Poster #42 - My Nguyen

Improving prediction of 3D chromatin structures (Topologically Associating Domains)

My Nguyen, BS, Department of Biostatistics, SOPH, VCU Shaojun Tang, , PhD, Department of Biostatistics, SOPH, VCU J. Chuck Harrell, PhD, Department of Pathology, SOM, VCU Mikhail G. Dozmorov, PhD, Department of Biostatistics, SOPH, VCU

The human genome can be divided into different 3D topologically associating domains (TADs). DNA regions within a TAD interact with each other more often than with regions outside the TAD. TAD boundary disruption is associated with a wide range of diseases such as cancer, neurological disorders, and development. Numerous methods have been developed to detect TAD boundaries using boundary probability vectors derived from chromatin contact maps and/or genomic data. However, these methods are largely limited by the resolution of Hi-C data, which typically ranges from 1 Kb to 100 Kb.
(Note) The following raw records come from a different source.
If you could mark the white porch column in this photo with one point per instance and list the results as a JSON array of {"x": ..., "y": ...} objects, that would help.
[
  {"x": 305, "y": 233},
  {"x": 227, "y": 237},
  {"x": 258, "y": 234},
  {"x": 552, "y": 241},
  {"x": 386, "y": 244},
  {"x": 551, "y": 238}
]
In contrast, functional DNA loci span a much wider range-from a few hundred base pairs to over 50 Kb-with a median size of 10.5 Kb. To improve high-resolution boundary detection, we have hypothesis that the patterns of epigenetic signals associated with regions in proximity of TAD boundaries, which contain distinctive information that can serve as embeddings for genomic regions. These embeddings, along with their positional relationships, can be effectively modeled using deep learning to achieve more precise boundary prediction. To leverage this, we propose a transformer-based model that takes as input neighboring regions of transcriptional and histone modification signals centered around candidate boundaries. We also evaluate and compare the performance of other deep learning architectures, including feedforward neural networks, convolutional neural networks (CNNs), and bidirectional long short-term memory (BiLSTM) networks, using the same epigenetic input features. All models perform high accuracy in detecting TAD boundary, in which the transformer having higher performance compared to other models. The epigenetic regions surrounding TAD boundaries provides a strong predictive signal, enabling these models to accurately detect boundaries. These findings highlight the need to further study of deep learning approaches in refining the epigenomic language of TAD domains and its complex 3D genome organization.